Si le télétravail apporte une solution temporaire aux problèmes épidémiologiques actuels et s’avère rentable dans diverses situations, aussi bien pour les employeurs que pour les employés, il comporte des risques importants pour les droits des travailleurs. Les études démontrent que le travail à domicile et/ou les horaires flexibles signifient le plus souvent un allongement de la journée de travail et une augmentation de la fréquence des réunions. La précarité de bien des personnes s’en trouve renforcée. La distinction imprécise entre travail et vie personnelle met à rude épreuve la santé physique et psychologique des travailleurs.
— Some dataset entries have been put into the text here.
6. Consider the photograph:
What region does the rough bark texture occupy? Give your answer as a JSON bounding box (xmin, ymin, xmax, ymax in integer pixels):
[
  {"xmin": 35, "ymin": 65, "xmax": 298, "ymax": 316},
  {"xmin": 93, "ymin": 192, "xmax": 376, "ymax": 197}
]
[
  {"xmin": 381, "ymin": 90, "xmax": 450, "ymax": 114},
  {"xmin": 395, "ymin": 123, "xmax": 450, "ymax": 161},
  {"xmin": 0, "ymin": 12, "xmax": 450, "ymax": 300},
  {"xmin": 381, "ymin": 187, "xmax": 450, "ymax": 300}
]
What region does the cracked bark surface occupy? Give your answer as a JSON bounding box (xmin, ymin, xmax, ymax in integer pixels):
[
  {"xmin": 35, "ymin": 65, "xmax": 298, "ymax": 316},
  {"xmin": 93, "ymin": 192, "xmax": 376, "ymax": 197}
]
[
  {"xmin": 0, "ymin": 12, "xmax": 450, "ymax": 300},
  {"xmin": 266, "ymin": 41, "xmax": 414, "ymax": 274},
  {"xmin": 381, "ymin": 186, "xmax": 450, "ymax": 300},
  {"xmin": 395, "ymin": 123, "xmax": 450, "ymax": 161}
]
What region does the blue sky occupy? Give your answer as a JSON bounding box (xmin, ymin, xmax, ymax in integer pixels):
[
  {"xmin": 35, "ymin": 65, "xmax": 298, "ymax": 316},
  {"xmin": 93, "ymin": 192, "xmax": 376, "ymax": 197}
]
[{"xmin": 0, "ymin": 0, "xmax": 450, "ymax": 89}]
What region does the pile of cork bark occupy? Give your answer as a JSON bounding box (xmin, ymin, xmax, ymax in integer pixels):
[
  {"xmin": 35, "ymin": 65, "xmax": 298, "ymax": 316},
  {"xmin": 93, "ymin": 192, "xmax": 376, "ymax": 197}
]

En outre, le manque de socialisation, d’activité physique régulière et d’échanges intellectuels spontanés risque d'entraver les fondements mêmes de la pensée créative indispensable à un travail productif et innovant. Bien que ces risques ne soient pas nouveaux, la pandémie de covid-19 les a considérablement accrus. La législation relative aux salaires et aux horaires, la protection contre la discrimination et les exigences en matière de sécurité et de santé publiques doivent toutes être adaptées à l’évolution de ces normes sur le lieu de travail.
D’autre part, le télétravail n’est pas applicable à toute forme de travail. Cette évolution met également en évidence l’aggravation de la vulnérabilité des jeunes, des femmes, des migrants et des réfugiés, ainsi que des inégalités économiques qui existent sur le marché du travail. Les personnes qui ne peuvent pas télétravailler sont confrontées à des risques nettement plus élevés pour leur santé, à des réductions d’heures de travail ou de salaire et à un chômage temporaire, voire à un licenciement définitif.
«L’avenir du travail» semble passer par un réexamen constant des politiques concernées pour concilier productivité et protection des droits de millions de travailleurs. Il importe que l’Assemblée parlementaire se penche sur cette situation et fasse des propositions et des recommandations aux États membres.